Dick Burton Street was, of course, eventually tarred to our great relief, as it used to get very pot-holed and uneven. Before then there was even a bus service for a time which must have been from Wynberg station up Dick Burton Street and on to Plumstead station. I remember catching the bus almost outside our house. This bus service was re-routed to Cassino Road after a time.
Slowly the houses crept down Dick Burton Street and the fields and tadpole pools disappeared. In about 1959 or 1960 the trees were planted on the pavements of Dick Burton Street. Just little saplings they were, and my mother used to water the one outside our house regularly and it grew really well. They are large thick trees now, a bit bent by the South Easter but most attractive.
Years before, while walking through the fields looking for a Christmas tree with my Mom, she told me a school was going to be built where we were walking. Eventually the John Graham School was erected there were we found our little Christmas tree in the veld.

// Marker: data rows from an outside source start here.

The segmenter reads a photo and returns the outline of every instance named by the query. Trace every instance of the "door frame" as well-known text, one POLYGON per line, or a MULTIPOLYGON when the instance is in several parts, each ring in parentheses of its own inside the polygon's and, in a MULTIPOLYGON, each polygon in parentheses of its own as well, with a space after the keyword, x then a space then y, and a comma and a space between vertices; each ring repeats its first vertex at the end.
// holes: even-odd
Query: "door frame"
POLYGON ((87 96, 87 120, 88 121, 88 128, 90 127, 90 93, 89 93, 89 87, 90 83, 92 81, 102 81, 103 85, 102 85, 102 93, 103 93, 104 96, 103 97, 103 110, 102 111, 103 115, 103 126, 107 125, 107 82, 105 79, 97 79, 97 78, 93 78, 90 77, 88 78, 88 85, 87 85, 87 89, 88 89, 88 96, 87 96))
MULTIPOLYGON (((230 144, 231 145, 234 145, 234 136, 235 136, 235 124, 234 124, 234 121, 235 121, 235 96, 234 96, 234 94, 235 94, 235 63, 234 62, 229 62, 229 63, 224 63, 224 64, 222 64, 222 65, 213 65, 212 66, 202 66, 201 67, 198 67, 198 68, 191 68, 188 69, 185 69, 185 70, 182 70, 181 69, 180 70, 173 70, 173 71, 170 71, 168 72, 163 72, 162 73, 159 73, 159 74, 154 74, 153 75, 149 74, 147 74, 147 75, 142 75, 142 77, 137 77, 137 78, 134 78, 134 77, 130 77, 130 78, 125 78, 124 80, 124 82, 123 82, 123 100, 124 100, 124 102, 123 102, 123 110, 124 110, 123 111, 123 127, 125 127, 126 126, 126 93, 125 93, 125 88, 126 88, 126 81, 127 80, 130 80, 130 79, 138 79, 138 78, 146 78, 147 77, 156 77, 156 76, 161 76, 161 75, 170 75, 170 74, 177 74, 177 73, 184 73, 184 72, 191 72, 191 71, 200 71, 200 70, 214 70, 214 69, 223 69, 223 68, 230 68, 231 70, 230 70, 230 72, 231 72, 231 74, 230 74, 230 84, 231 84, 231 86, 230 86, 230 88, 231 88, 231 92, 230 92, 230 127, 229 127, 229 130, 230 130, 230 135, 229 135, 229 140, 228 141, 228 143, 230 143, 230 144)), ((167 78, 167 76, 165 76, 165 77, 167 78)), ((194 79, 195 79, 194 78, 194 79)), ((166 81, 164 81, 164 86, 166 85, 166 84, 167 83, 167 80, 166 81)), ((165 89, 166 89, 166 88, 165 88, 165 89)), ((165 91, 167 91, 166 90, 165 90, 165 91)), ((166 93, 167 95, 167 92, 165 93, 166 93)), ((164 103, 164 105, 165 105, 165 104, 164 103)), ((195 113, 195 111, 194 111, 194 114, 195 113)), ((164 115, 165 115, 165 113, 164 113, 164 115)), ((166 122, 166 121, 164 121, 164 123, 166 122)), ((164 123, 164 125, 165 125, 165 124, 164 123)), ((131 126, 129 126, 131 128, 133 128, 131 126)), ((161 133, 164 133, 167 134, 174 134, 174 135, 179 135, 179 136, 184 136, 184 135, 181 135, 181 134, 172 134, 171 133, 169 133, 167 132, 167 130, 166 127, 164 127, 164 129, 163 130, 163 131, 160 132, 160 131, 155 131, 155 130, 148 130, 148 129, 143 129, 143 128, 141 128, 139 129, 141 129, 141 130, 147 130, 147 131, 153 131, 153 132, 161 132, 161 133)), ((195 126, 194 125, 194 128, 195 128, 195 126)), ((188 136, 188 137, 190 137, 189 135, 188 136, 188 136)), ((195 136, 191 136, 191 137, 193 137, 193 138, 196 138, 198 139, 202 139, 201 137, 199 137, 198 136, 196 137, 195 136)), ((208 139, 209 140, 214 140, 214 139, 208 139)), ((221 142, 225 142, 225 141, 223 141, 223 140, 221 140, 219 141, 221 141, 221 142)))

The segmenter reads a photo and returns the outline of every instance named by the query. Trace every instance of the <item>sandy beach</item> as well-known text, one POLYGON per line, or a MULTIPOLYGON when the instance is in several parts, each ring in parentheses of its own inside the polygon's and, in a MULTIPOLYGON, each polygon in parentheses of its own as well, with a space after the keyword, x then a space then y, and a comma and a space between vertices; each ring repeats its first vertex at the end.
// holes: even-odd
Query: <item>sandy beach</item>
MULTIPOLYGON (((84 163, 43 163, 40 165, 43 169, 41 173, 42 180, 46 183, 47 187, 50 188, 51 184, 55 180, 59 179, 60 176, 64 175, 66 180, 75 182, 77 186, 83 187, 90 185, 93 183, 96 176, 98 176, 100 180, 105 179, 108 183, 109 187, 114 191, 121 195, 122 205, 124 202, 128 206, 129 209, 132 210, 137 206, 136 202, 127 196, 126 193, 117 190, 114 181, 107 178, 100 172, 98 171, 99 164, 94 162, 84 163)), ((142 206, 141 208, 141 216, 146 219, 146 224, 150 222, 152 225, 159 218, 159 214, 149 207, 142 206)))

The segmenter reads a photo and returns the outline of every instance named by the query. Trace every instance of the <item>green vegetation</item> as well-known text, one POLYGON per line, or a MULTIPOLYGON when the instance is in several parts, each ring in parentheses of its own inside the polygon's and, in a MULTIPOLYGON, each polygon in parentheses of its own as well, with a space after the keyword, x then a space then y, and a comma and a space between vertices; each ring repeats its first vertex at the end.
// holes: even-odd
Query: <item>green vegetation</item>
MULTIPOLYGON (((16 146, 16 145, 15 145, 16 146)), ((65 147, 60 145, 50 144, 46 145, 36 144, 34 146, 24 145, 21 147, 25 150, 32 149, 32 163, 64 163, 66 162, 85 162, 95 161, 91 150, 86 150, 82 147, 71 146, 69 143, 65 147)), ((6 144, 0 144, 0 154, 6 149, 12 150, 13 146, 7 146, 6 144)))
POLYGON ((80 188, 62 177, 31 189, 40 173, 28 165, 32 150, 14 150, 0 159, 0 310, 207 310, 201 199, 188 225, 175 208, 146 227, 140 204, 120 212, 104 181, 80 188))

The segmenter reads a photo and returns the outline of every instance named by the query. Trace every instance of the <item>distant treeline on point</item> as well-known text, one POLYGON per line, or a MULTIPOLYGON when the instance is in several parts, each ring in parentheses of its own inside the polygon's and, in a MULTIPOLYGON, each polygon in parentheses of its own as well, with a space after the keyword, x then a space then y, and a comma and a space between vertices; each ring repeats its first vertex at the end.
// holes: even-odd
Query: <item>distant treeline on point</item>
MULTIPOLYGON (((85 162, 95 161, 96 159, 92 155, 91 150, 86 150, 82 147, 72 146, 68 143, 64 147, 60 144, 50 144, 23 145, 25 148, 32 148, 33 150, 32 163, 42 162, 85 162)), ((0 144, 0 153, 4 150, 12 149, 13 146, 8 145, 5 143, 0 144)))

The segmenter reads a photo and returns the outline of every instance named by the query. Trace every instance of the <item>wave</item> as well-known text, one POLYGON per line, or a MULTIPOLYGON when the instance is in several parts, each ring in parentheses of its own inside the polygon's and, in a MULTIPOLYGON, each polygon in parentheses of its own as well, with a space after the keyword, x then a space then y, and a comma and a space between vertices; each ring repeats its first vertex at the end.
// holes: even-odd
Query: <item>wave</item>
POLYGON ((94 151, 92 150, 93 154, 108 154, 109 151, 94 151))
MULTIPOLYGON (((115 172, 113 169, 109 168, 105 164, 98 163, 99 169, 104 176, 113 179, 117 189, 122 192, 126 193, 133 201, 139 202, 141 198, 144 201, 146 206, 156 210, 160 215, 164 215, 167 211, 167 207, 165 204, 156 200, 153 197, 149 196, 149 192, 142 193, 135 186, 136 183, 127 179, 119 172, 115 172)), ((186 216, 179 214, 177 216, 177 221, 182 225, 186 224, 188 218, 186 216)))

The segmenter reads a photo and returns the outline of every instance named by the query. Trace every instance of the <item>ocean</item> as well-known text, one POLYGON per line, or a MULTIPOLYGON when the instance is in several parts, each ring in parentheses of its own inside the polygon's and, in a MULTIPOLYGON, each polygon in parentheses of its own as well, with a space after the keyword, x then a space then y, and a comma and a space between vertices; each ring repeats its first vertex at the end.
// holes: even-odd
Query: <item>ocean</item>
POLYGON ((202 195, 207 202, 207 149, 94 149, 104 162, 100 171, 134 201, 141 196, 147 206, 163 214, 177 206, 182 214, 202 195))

Things were so safe than and, as I have already said, when I was very young, I used to spend a lot of time in the fields alone. Only once did I encounter a vagrant and he got a bigger fright than I as he hurried away into the bash as fast as he could.
In the early sixties my sister lived at No. 13 Churchill Road, and my parents having sold the Rotherfield Road house after my marriage, lived at East Lee Flats in Brent Road. It was nothing for my elderly parents to walk from Churchill Road up Tiverton Road, under the subway to their flat at 9 or 10 o’clock at night.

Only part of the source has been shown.